The disk is in ProDOS format, with a volume name of /S.C.DISASM/.  The
disk is not protected in any manner, and is fully copyable.  It is a
good idea to make a backup copy right away, and put the original in a
safe place.

The main file of interest on the /S.C.DISASM/ disk is S.C.DISASM.  This
file is the S-C DisAssembler, ready to run.  I suggest you use FILER,
System Utilities, or some other file copying program to make a copy of
this file on your working disks.  When I am working on a disassembly
project, I usually make a special diskette which contains the object
code I am tearing apart, the tools I am using to do the tearing, and the
resulting source code files.

The SCDA disk also contains all of the source code for the S-C
DisAssembler in the format of the S-C Macro Assembler.  The text file
ASM gives you a short way to run an assembly of all of these source
files; it contains two simple lines:  "LOAD D.ACF" and "ASM".  The file
named D.ACF is a control file, containing mostly ".INB filename" lines
which pull in each of the other source code files during assembly.

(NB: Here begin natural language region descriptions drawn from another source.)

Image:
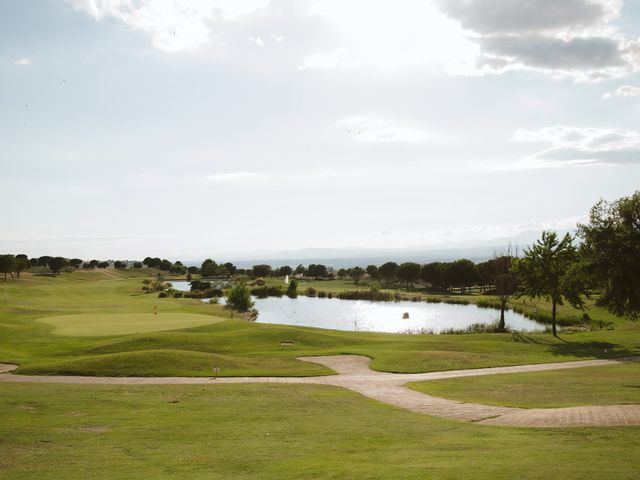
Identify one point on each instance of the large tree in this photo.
(239, 297)
(58, 263)
(21, 264)
(498, 272)
(549, 270)
(463, 273)
(387, 271)
(261, 270)
(611, 252)
(7, 265)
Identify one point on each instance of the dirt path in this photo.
(354, 373)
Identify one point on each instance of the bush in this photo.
(372, 295)
(260, 292)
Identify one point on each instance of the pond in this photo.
(364, 315)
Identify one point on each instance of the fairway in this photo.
(103, 324)
(259, 431)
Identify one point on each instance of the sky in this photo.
(191, 128)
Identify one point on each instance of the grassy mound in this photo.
(160, 363)
(103, 324)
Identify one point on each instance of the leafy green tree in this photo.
(239, 297)
(165, 265)
(548, 270)
(388, 271)
(356, 273)
(372, 271)
(7, 265)
(408, 272)
(611, 252)
(20, 265)
(44, 260)
(58, 263)
(317, 271)
(230, 268)
(262, 270)
(285, 270)
(498, 272)
(75, 262)
(435, 274)
(463, 273)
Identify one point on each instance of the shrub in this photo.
(372, 295)
(239, 297)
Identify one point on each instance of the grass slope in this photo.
(105, 324)
(606, 385)
(256, 431)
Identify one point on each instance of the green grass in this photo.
(105, 324)
(605, 385)
(240, 347)
(253, 431)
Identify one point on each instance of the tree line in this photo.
(603, 257)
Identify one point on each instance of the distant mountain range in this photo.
(475, 250)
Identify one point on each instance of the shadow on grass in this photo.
(590, 349)
(522, 338)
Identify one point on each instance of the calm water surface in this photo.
(363, 315)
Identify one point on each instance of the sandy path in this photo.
(354, 373)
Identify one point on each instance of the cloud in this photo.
(572, 38)
(377, 129)
(624, 91)
(573, 146)
(174, 25)
(233, 176)
(388, 35)
(580, 57)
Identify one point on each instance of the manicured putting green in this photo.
(92, 324)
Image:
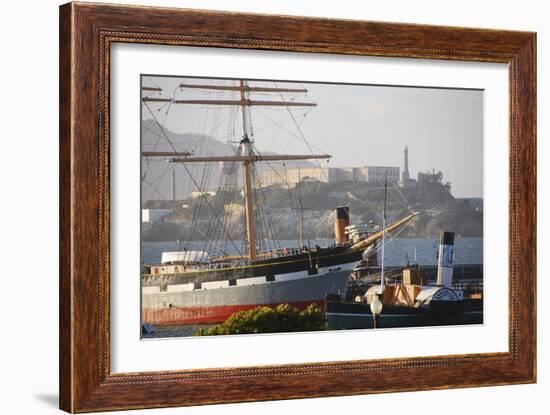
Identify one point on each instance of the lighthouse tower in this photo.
(406, 180)
(406, 176)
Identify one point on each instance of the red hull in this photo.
(206, 315)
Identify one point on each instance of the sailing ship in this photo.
(196, 287)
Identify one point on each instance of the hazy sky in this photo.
(357, 124)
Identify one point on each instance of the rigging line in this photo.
(189, 173)
(362, 200)
(221, 202)
(296, 124)
(153, 82)
(157, 139)
(269, 217)
(391, 238)
(232, 188)
(264, 213)
(154, 189)
(285, 180)
(367, 137)
(256, 110)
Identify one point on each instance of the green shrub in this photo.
(283, 318)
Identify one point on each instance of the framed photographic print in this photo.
(254, 207)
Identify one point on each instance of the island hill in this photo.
(305, 194)
(438, 210)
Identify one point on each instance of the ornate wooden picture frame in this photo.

I have included several sample scripts with associated binary files,
which you can look at, study, play with, and so on.  SCRIPT.F800 is a
fairly complete script for the Apple monitor from $F800 through $F881. 
It reads BIN.F800 and produces SRC.F800.

SCRIPT.FILER disassembles a particular section of the Apple FILER
program.  The portion is located at the end of the FILER file, starting
at position $5E00 in that file.  This section of code is relocated to
$0800 when FILER is executed, so the disassembly uses an origin of
$0800.  For licensing reasons, I did not include the Apple FILER program
on this disk; however, it is included on the S-C Macro Assembler disk.

SCRIPT.SIDER disassembles the file named B.SIDER.  This is a copy of the
firmware used with the SIDER hard disk (version C).  The script produces
four output files, which can be assembled by using an assembly control
file which names all of those files on ".INB" lines.  The file named
SIDER.ACF is just such a control file.  (Before trying to assemble, you
will have to delete the ".OR $C800" line from the generated file
SIDER.MAIN, because the correct .OR and .TA lines are part of
SIDER.ACF.)

I have also included a script file which includes the most commonly used
equates from the Apple monitor, SCRIPT.MONDEFS.  You can use it as the
seed for working with large programs which make heavy use of the monitor
entry points.


Operation:

Once you have developed a "script" for a program you wish to
disassemble, a process which is explained below, the rest is easy.  With
the S-C Macro Assembler in operation, the script in memory, and the
files to be disassembled online, you simply BRUN the S-C DisAssembler. 
If the disk containing SCDA is online, you simply type "BRUN S.C.DISASM"
or "-S.C.DISASM".  If you do not have enough drives for the SCDA file
and your own source and object files to be online at the same time, then
first mount the SCDA disk and type "BLOAD S.C.DISASM"; then mount your
own disk(s) and type "$800G".

When I am working on a disassembly project, I find it useful to set up
the S-C Macro Assembler "." command to start SCDA.  The "." command is
vectored through a JMP instruction at $800F, so you can patch it to
start up the DisAssembler at $800 by patching the address $0800 at
$8010:

     $8010:00 08

Then any time you wish to start executing a disassembly script, simply
type a "." at the colon prompt, and hit RETURN.  Just be careful not to
use the command if you have not got the DisAssembler in memory!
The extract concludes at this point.